Insgesamt 169 Bewertungen
Bewertung vom 19.02.2024
Langer, Andreas

Schneekinder


sehr gut

Ein phantastischer Entwicklungsroman für junge Lesende

Selten schneidet ein Buch mit einer jungen Zielgruppe (ab 11 Jahren) so offen so viele ernste Themen an wie „Schneekinder“ von Andreas Langer: Krieg, Flucht, Tod und Verrat sind allgegenwärtig während der beschwerlichen Reise einer Gruppe von Kindern und Jugendlichen durch das ans mittelalterliche Island angelehnte Jorland.

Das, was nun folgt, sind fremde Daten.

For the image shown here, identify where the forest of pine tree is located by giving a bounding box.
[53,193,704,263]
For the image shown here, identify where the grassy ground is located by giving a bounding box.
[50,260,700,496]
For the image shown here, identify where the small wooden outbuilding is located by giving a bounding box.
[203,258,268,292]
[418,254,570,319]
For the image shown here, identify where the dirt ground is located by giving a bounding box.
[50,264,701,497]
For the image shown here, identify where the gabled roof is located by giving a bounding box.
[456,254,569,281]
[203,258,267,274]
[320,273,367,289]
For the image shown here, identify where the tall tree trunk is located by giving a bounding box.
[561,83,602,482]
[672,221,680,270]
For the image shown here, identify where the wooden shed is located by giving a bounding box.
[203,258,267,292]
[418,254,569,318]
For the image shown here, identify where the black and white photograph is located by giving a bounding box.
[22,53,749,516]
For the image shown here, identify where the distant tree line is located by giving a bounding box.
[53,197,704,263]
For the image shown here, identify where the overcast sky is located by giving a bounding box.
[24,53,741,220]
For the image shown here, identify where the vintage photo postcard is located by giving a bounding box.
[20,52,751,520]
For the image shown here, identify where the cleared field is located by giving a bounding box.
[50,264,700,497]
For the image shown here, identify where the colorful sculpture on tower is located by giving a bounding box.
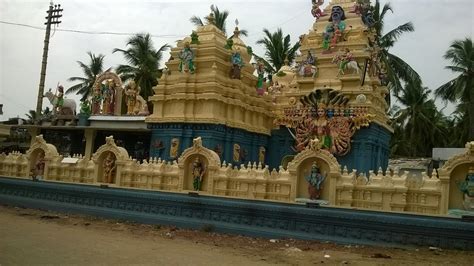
[305,162,326,200]
[275,89,374,155]
[178,42,196,74]
[193,157,206,191]
[323,6,346,51]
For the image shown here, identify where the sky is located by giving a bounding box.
[0,0,474,121]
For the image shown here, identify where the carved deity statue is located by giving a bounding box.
[33,151,45,179]
[193,157,206,191]
[232,143,240,162]
[170,138,179,158]
[124,80,139,115]
[102,80,115,114]
[102,152,117,183]
[323,6,346,50]
[53,85,64,114]
[254,60,265,95]
[91,87,102,115]
[178,42,196,74]
[458,167,474,211]
[305,162,326,200]
[258,147,266,164]
[230,52,244,79]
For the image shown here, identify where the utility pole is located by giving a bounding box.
[36,2,63,115]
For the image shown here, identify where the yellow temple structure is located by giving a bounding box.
[0,0,474,214]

Der Krieg in Jorland hat die Kinder und Alten allein in den Dörfern zurückgelassen. Auf sich selbst gestellt, kämpfen sie in der rauen Natur täglich ums Überleben. Doch als eine tödliche Gefahr aus einem nahen Berg die 14-jährige Elin dazu zwingt, mit einer Gruppe verängstigter Kinder die Flucht durch Eis und Schnee anzutreten, spitzt die Lage sich zu. Nicht nur das, was ihnen folgt, bereitet der Gruppe Schwierigkeiten: Mehr und mehr brodeln interne Konflikte an die Oberfläche, die die Gemeinschaft zu zerreißen drohen. Elin, die ungewollt zur Anführerin wird, muss schwierige Entscheidungen treffen und lernen, über sich selbst hinauszuwachsen. „Schneekinder“ ist somit nicht nur eine phantastische Abenteuergeschichte, sondern zugleich ein Roman über das Erwachsenwerden.

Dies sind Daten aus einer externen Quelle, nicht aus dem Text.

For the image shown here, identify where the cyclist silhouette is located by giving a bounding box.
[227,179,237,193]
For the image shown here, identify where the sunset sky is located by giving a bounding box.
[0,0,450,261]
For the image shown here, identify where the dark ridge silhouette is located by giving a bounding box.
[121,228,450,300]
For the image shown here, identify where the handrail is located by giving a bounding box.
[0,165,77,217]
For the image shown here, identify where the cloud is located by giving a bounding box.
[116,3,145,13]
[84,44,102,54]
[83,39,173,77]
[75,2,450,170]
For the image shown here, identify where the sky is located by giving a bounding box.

Dem Roman gelingt es über lange Strecken hinweg, eine bedrückende und zugleich märchenhafte Atmosphäre aufrechtzuerhalten, die die großen Themen Krieg und Flucht anschaulich illustriert: Grundbedürfnisse wie Kälte und Hunger stehen neben moralischen Fragen nach Solidarität und Menschlichkeit in existenziellen Krisen. Die Gruppendynamik, die stets präsent ist, bietet daneben viel Raum für zwischenmenschliche Konflikte: Fremdheit und Empathie, Anführerschaft, Generationenkonflikte, Neid und nicht zuletzt Solidarität sind hier Thema. So viele Konflikte (und gerade so viele ernste Konflikte) auf engem Raum, dicht an dicht mit phantastischen Elementen, bedrohlichen oder überraschenden Begegnungen im wilden Jorland sowie der drohenden Gefahr im Rücken lassen den Roman manchmal etwas überfrachtet wirken – insbesondere überfrachtet mit Traumatischem: Manch eine Figur scheint einzig und allein deshalb aufzutauchen, um eine weitere Dimension des Schreckens zu veranschaulichen. Nichtsdestotrotz ist „Schneekinder“ ein beeindruckendes Buch: Offen, aber nicht schonungslos zeigt der Roman auf, was Angst mit Menschen machen kann. Die Schilderung durch die Augen der jugendlichen Protagonistin Elin, die viel zu schwere Entscheidungen treffen muss, hat etwas Anrührendes. Dass ihr Bruder Kjell daneben noch einen eigenen Handlungsstrang bekommt, der eher dem klassischen Abenteuerroman gleicht, wirkt dadurch fast nur noch wie Beiwerk.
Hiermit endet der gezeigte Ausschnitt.